Where does time go? it is so precious. Have I wasted some? I sometimes think that I have. Could I have made better use of my time? I often think of this, especially with respect to time spent with my kids. Lately I am tired (could be an over 40 thing?), I hope I am not the type of person who says “not now, no”, or other such negatives too often. I know I do occasionally. I often catch myself about to say this and change it just in the nick of time. Sometimes I say no and then after a few seconds thought say yes. I do believe you have to say yes far more often than no.

I am currently sitting in the lounge typing this and the light of my life has just come in and seen that my toes are sticking out of my sock, it is rather uncomfortable. She has just pulled my sock so that my toes have gone back into comfort, nice, I do love that lady.
So could I do more with my Family? do you need to always do something? or is just being together enough?

My toe has just come out of my sock again, my darling is no where to be seen…

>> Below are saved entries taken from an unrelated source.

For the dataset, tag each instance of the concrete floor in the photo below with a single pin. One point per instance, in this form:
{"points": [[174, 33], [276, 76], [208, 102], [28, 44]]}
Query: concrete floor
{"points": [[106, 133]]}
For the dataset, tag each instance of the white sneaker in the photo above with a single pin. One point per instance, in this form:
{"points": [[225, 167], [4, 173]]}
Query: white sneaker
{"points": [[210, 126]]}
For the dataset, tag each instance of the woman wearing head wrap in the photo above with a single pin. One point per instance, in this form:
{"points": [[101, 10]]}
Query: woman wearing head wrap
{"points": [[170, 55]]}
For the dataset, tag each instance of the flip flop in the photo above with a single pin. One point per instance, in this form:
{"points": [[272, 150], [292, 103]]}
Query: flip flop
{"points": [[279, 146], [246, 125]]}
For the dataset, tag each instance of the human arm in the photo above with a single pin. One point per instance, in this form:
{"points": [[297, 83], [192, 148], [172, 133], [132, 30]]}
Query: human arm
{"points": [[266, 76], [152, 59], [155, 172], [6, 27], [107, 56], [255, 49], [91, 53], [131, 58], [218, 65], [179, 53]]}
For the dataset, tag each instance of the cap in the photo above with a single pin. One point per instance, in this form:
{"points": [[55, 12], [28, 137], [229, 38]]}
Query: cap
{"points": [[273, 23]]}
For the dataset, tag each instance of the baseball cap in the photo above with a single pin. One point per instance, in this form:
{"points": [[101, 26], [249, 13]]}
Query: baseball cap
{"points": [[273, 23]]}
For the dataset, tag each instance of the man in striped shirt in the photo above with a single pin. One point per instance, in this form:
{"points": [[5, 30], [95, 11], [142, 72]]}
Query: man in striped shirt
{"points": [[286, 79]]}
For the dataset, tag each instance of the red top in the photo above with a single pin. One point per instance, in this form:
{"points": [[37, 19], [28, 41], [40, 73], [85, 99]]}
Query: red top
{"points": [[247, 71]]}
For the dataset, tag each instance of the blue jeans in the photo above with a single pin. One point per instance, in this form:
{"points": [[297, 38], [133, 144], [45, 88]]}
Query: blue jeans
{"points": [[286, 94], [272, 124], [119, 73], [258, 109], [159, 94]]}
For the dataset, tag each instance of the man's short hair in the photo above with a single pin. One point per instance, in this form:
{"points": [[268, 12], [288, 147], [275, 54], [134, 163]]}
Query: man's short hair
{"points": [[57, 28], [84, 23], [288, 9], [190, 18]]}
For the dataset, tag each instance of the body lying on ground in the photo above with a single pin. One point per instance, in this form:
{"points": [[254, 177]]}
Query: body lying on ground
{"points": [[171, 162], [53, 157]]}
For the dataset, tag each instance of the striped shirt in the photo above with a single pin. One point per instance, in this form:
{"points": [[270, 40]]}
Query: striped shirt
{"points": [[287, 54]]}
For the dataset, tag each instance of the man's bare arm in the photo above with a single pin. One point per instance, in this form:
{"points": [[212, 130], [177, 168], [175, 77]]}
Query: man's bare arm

Anyway the kids are growing, they are becoming more independent (all good things), we don’t play like we used to when they were younger, (I must say that although I enjoyed playing barbies with Samantha (and she loved it) it wasn’t my favourite game……..). We do still play together, watch movies etc. and spend time together. I can’t help feeling like I will regret that perhaps I could/should have done more when they eventually move out and it is all too late. The love of my life thinks I am being daft.

Some things you can’t re do and will never be able to be repeated in the same way:
Samantha use to protest when going to bed saying she is  “no sleepy daddy”
Daniel calling a caterpillar a catapittar or Emily Erily
Emily writing her numbers back to front and saying she loves me more (although she still does this, and hopefully will forever, the numbers are ok though…).
The way they all wrote and the pictures they drew.

One thing we do is make sure that we video record the children opening presents on the morning of their birthday, and all of us decorating the Christmas tree and opening Christmas presents. This really shows the passage of time very well, incredible.

One things for certain, time is precious don’t waste it.